Je mehr Bürger aus allen ökonomischen Schichten radelnd unterwegs sind, desto höher ist automatisch die Akzeptanz und die gegenseitige Rücksicht. Polizeipräsenz auf dem Fahrrad: Fehlanzeige. Das Trauerspiel beginnt mit einem Fahrradständer vor zum Beispiel dem Kinopalast. Dort zählte ich in den Herbstferien ein Dutzend wild abgestellte Räder. Ein Fahrradfahrer und Fußgänger ist auch Kunde, Bürger und Konsument, keine bemitleidenswerte Randerscheinung. Wir verbummeln unseren Tag nicht, sondern hetzen auch zu Terminen, nur eben sichtbar und ungeschützt! Der Präsident des ADFC (Allgemeiner Deutscher Fahrradclub) in Schweinfurt ist ein Unternehmer, der aus Überzeugung und Umweltbewusstsein mit dem Fahrrad pendelt und betont, dass er auch schnell und unter Zeitdruck stehend von A nach B muss.

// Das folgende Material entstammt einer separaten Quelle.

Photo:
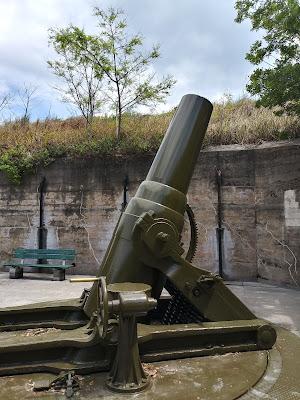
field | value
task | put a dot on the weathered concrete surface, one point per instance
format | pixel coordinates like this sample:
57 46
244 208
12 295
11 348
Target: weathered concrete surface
260 204
273 303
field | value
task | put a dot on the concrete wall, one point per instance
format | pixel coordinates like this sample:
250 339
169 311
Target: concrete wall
260 205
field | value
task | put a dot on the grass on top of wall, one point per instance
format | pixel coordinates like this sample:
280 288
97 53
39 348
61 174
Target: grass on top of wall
24 146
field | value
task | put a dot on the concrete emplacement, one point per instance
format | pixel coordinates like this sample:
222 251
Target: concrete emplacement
242 371
200 316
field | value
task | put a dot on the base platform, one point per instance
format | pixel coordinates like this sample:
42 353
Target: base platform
252 375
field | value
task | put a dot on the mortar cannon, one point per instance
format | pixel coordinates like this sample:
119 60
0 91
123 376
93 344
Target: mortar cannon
200 316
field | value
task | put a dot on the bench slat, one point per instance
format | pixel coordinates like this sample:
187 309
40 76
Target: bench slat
59 266
59 254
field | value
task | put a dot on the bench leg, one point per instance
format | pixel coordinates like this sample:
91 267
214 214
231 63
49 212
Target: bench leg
58 274
15 272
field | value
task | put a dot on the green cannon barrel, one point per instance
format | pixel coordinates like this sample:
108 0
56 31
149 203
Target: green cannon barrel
163 193
176 158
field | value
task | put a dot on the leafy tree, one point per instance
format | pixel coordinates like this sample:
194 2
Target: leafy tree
83 87
279 83
119 60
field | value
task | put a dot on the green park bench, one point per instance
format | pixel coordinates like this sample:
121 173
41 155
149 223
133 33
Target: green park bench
67 257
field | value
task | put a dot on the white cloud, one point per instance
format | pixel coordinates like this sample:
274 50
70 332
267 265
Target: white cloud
201 45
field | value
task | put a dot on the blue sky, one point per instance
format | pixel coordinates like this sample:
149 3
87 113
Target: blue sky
201 45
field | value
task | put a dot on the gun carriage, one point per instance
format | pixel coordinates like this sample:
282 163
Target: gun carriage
124 319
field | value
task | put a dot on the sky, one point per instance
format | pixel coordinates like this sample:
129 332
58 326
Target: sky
201 46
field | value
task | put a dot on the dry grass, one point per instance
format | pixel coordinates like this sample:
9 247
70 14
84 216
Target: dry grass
23 146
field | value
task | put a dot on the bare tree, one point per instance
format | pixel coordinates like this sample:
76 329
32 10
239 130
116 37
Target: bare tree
26 96
5 101
118 59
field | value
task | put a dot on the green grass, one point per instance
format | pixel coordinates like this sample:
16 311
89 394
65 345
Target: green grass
23 147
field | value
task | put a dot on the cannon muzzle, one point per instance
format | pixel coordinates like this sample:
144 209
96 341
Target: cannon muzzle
175 160
163 194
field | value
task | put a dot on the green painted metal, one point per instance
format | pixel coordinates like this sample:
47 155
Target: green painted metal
145 249
32 265
254 375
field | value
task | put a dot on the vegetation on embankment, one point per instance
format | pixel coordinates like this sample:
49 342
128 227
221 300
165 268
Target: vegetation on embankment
24 146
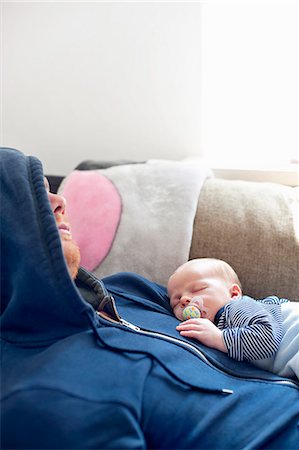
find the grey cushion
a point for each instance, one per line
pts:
(254, 227)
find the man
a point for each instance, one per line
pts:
(93, 364)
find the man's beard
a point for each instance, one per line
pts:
(72, 255)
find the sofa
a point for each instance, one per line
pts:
(254, 226)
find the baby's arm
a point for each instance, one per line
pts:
(204, 331)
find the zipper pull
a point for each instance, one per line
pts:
(129, 325)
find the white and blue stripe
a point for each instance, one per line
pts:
(252, 329)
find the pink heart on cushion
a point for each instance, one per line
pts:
(94, 209)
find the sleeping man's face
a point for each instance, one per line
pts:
(70, 249)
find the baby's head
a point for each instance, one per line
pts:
(207, 283)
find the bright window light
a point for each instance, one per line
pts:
(250, 83)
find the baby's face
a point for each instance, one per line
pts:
(198, 285)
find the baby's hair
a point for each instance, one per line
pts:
(220, 267)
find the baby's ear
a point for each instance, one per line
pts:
(235, 291)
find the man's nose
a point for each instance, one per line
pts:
(58, 203)
(185, 300)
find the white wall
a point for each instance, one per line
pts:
(101, 80)
(250, 83)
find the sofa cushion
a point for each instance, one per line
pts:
(255, 228)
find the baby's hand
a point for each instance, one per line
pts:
(204, 331)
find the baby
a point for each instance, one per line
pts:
(264, 332)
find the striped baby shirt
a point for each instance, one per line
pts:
(252, 329)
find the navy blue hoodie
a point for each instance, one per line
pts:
(74, 378)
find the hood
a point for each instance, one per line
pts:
(39, 301)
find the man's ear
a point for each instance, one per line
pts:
(235, 291)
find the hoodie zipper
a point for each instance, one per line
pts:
(194, 349)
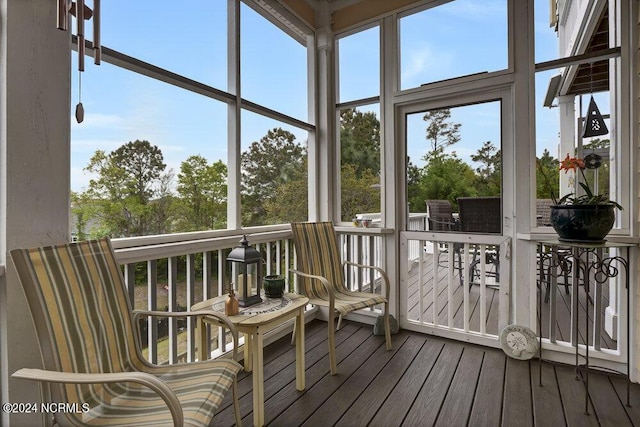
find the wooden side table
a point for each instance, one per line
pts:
(254, 322)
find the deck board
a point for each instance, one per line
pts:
(424, 380)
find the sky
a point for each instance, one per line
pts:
(459, 38)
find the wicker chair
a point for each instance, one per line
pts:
(90, 346)
(481, 215)
(440, 218)
(321, 270)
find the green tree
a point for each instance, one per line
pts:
(360, 140)
(441, 132)
(447, 177)
(203, 194)
(269, 163)
(489, 174)
(127, 179)
(290, 200)
(359, 193)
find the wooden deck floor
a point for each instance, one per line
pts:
(424, 381)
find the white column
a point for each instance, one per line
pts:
(324, 167)
(34, 171)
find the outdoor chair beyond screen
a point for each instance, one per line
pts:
(481, 215)
(89, 346)
(321, 270)
(440, 218)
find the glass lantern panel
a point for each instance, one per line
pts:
(252, 271)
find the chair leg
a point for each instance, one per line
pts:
(387, 326)
(236, 405)
(293, 334)
(332, 342)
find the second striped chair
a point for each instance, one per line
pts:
(91, 353)
(321, 269)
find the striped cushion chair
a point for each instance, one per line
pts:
(90, 351)
(319, 264)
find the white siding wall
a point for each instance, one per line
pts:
(34, 169)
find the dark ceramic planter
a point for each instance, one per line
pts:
(273, 286)
(582, 223)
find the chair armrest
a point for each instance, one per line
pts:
(220, 318)
(143, 378)
(324, 282)
(445, 224)
(383, 273)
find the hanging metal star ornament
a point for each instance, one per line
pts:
(593, 161)
(593, 122)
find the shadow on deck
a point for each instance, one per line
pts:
(424, 380)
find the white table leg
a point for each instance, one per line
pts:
(248, 352)
(258, 379)
(299, 327)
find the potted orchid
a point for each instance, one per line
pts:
(586, 217)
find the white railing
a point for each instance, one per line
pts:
(173, 272)
(457, 286)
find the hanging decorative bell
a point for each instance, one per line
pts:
(593, 122)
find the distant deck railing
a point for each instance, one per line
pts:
(173, 272)
(454, 287)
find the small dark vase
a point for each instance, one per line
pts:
(273, 286)
(582, 223)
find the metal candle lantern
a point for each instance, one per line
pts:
(246, 271)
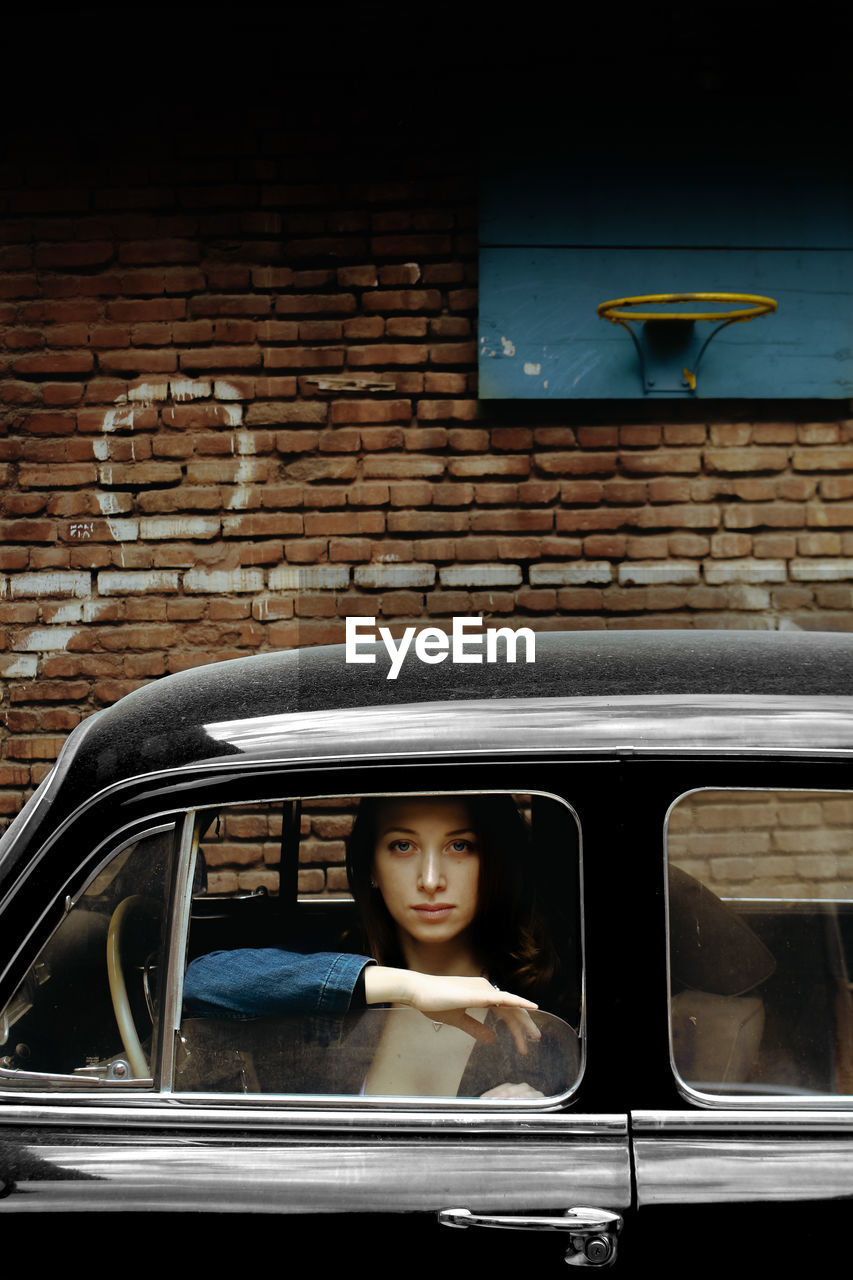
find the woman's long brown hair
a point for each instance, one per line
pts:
(509, 933)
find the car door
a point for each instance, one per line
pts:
(742, 1123)
(137, 1130)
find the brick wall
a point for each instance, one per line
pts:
(766, 844)
(238, 397)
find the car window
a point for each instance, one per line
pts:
(760, 935)
(87, 1008)
(295, 900)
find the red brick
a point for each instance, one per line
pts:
(220, 357)
(272, 277)
(55, 362)
(575, 464)
(304, 357)
(137, 361)
(402, 300)
(159, 251)
(419, 438)
(744, 460)
(370, 411)
(126, 311)
(74, 255)
(662, 461)
(386, 353)
(445, 384)
(452, 353)
(410, 246)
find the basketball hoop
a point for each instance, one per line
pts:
(669, 337)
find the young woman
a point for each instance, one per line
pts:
(447, 927)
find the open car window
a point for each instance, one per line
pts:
(87, 1010)
(760, 935)
(293, 899)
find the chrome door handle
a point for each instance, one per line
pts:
(592, 1230)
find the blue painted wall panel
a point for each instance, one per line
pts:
(542, 339)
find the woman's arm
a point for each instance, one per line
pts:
(267, 981)
(446, 1000)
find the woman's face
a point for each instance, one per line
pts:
(427, 864)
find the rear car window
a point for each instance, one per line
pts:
(760, 942)
(295, 899)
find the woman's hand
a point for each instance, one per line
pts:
(447, 1000)
(512, 1091)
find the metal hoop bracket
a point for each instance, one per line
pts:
(614, 311)
(667, 348)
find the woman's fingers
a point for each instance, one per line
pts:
(436, 993)
(465, 1023)
(520, 1025)
(512, 1091)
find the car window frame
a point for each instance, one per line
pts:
(172, 1005)
(734, 1101)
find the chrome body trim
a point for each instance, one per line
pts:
(706, 1171)
(177, 1116)
(711, 723)
(309, 1178)
(738, 1123)
(699, 1157)
(383, 1164)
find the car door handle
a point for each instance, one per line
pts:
(592, 1230)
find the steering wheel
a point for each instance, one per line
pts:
(118, 987)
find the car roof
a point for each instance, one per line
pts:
(609, 691)
(169, 722)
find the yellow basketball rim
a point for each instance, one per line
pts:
(615, 312)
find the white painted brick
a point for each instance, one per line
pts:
(87, 611)
(821, 570)
(323, 577)
(190, 388)
(122, 416)
(395, 575)
(742, 595)
(684, 572)
(19, 667)
(123, 530)
(146, 393)
(113, 503)
(44, 638)
(224, 389)
(222, 581)
(480, 575)
(270, 608)
(178, 526)
(571, 575)
(744, 571)
(50, 583)
(132, 581)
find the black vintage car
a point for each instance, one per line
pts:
(687, 805)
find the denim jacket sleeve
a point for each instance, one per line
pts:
(267, 981)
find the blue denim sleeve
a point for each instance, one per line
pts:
(265, 981)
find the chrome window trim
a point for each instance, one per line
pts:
(53, 1082)
(785, 1104)
(816, 727)
(177, 967)
(169, 1111)
(374, 1168)
(698, 1157)
(178, 935)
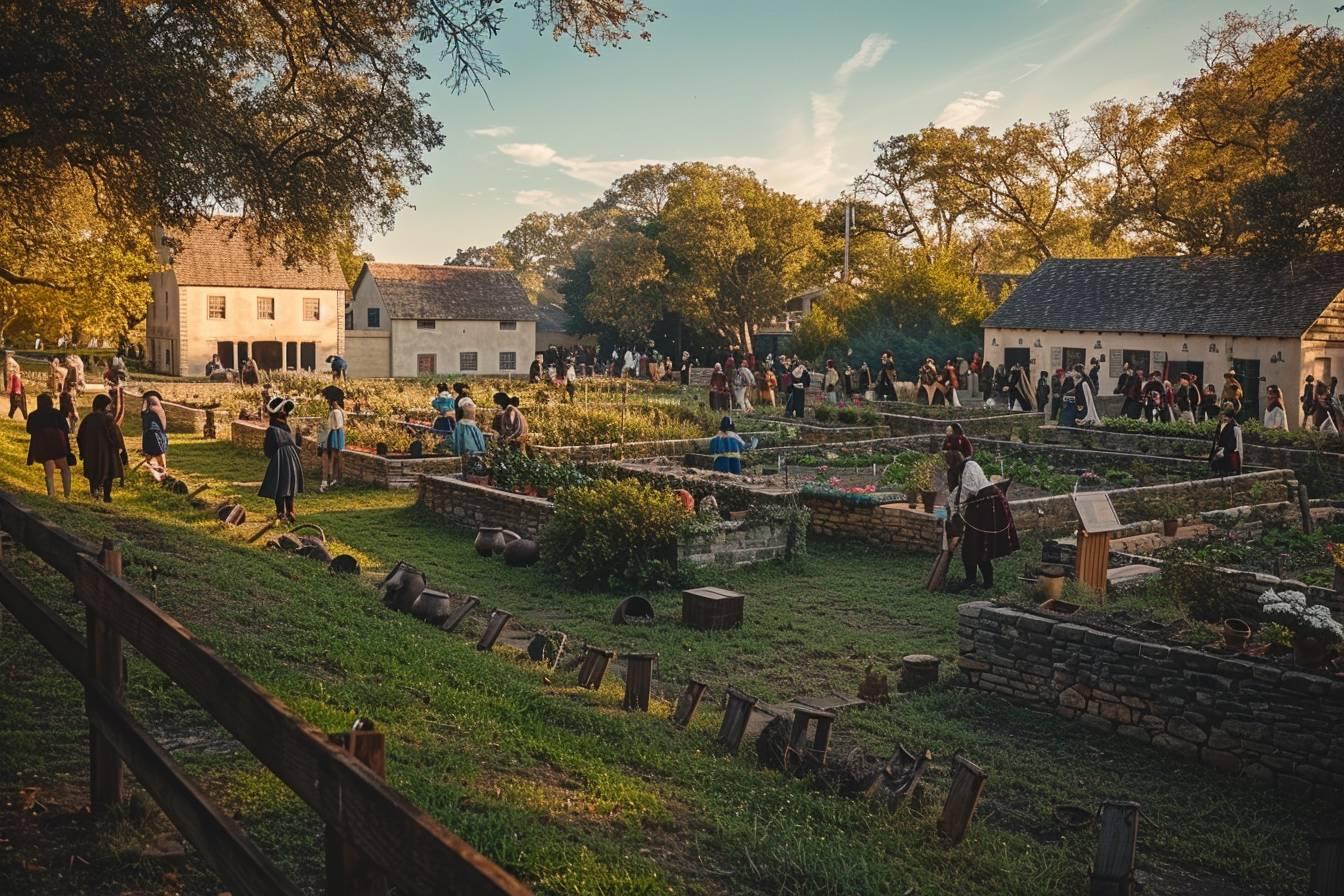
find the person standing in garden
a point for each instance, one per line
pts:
(331, 438)
(14, 380)
(284, 470)
(979, 515)
(726, 448)
(49, 443)
(102, 450)
(1225, 457)
(153, 434)
(467, 435)
(1276, 418)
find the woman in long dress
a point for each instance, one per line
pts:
(153, 434)
(284, 469)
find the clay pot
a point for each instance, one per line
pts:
(507, 538)
(1308, 650)
(523, 552)
(487, 538)
(1235, 633)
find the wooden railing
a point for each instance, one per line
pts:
(374, 834)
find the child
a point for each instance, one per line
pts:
(101, 449)
(284, 472)
(331, 441)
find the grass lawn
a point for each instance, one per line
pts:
(559, 785)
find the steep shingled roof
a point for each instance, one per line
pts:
(1196, 296)
(444, 292)
(221, 253)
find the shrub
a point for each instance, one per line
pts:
(617, 533)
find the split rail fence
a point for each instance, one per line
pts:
(374, 836)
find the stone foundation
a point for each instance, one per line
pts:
(1242, 715)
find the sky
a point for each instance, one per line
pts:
(796, 90)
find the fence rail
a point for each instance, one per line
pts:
(371, 829)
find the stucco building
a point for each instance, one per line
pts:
(218, 294)
(1203, 316)
(422, 320)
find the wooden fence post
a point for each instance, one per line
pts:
(106, 786)
(348, 871)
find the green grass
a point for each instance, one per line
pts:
(559, 785)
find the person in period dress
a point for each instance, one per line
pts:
(153, 434)
(1276, 418)
(102, 450)
(1225, 457)
(49, 443)
(284, 477)
(726, 448)
(979, 515)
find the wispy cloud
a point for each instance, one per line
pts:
(809, 169)
(967, 109)
(544, 199)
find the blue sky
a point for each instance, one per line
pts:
(793, 89)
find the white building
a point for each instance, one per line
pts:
(218, 294)
(1203, 316)
(422, 320)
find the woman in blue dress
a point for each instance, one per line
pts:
(153, 434)
(726, 449)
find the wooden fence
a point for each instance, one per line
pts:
(374, 834)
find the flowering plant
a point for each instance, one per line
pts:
(1292, 610)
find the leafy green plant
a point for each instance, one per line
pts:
(618, 533)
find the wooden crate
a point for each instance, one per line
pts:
(711, 609)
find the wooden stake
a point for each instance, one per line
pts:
(348, 871)
(968, 779)
(1113, 872)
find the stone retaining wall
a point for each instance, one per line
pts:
(1235, 713)
(356, 466)
(1323, 472)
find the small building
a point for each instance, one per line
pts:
(1203, 316)
(422, 320)
(218, 293)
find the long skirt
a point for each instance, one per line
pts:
(989, 532)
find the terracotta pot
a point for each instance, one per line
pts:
(485, 540)
(1235, 633)
(1308, 650)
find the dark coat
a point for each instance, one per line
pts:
(285, 472)
(101, 448)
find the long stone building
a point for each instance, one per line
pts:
(1203, 316)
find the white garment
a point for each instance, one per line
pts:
(972, 481)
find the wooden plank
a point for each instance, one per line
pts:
(968, 779)
(1113, 872)
(417, 852)
(54, 546)
(218, 837)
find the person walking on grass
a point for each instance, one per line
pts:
(14, 379)
(49, 443)
(331, 438)
(102, 450)
(153, 434)
(284, 470)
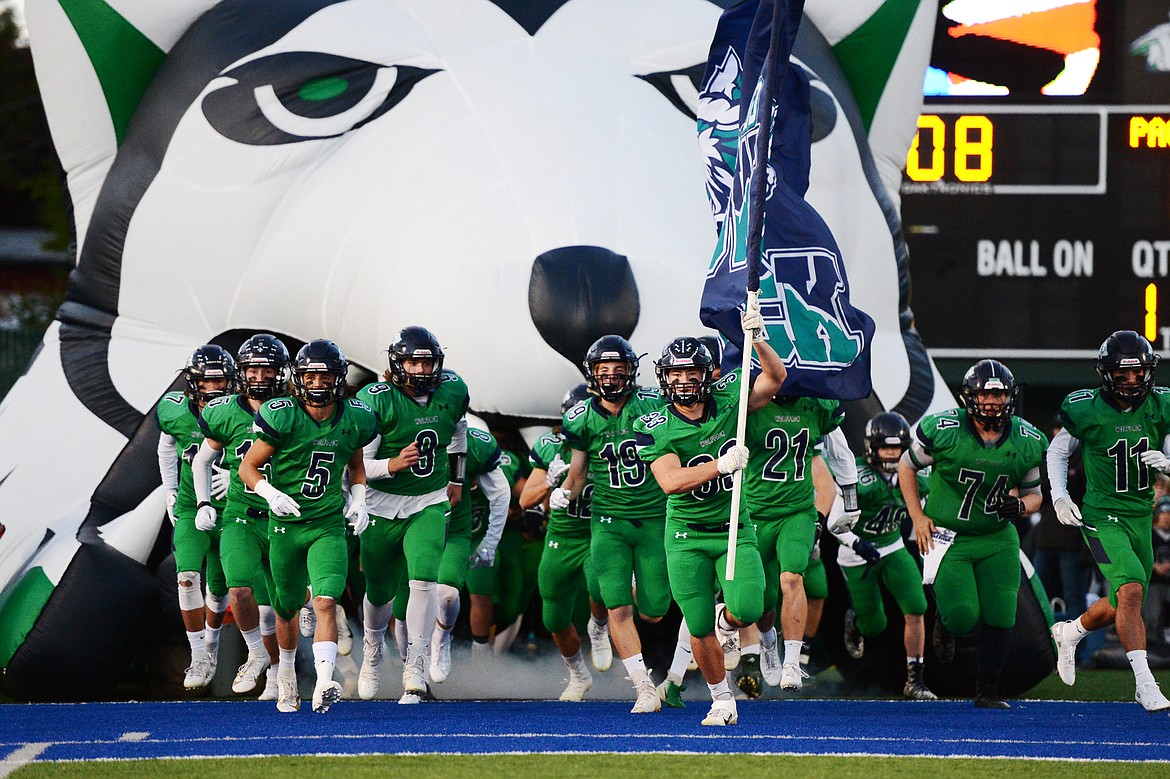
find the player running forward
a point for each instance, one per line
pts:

Die Auffassung, dass nur große Autos Respekt verdienen, vergiftet jegliche Chancen für eine "lebenswerte wachsende Stadt" (Lieblingsmantra von CSU, FW, teils SPD). Der Fahrzeuglenker ist ohne Hülle genauso schwach und mickrig wie der arme Unmotorisierte! Wahre Größe zeigt sich in couragiertem Handeln mit Mut zum freien öffentlichen Raum. Zugezogene junge Leute können es nicht fassen, dass, wo doch "heute in jeder Stadt eine Fußgängerzone state-of-the-art ist", in der Färberstraße immer noch der Bleifuß regiert (nachzulesen in den sozialen Medien). Ein harmloser Fußgänger wurde fast von einem Auto erfasst und bekam den Vogel gezeigt!

Es geht auch anders: Die Anzahl der Dozenten an der Volkshochschule Ingolstadt, die keinen Pkw nutzen, ist inzwischen so hoch, dass die Leitung Kursorte vergibt, die günstig an Bushaltestellen und Bahnhöfen liegen und die Radstrecke vom Wohnort zum Unterrichtsraum berücksichtigen. Erfolgsmodelle von Kommunen, die nicht minder verkehrsinfarktgefährdet waren, bitte studieren und auf die Bedürfnisse in Neuburg zuschneiden, nicht von vorn herein Entscheidungen für doch heutzutage simple Lösungen mit nachhaltigem Effekt abschmettern und in Schubladen vergraben. Erst wenn das Fahrrad durch Anreize und Umdenken unübersehbar im Stadtbild auftaucht, wo es bisher seiner Hauptfunktion beraubt lediglich für die "Lycraaktivseniorenstammtisch-Alpenquerung" taugt, dürfen sich die Stadtoberen brüsten und als Wunschtraum andere Städte motivieren - das ist unser aller Aufgabe!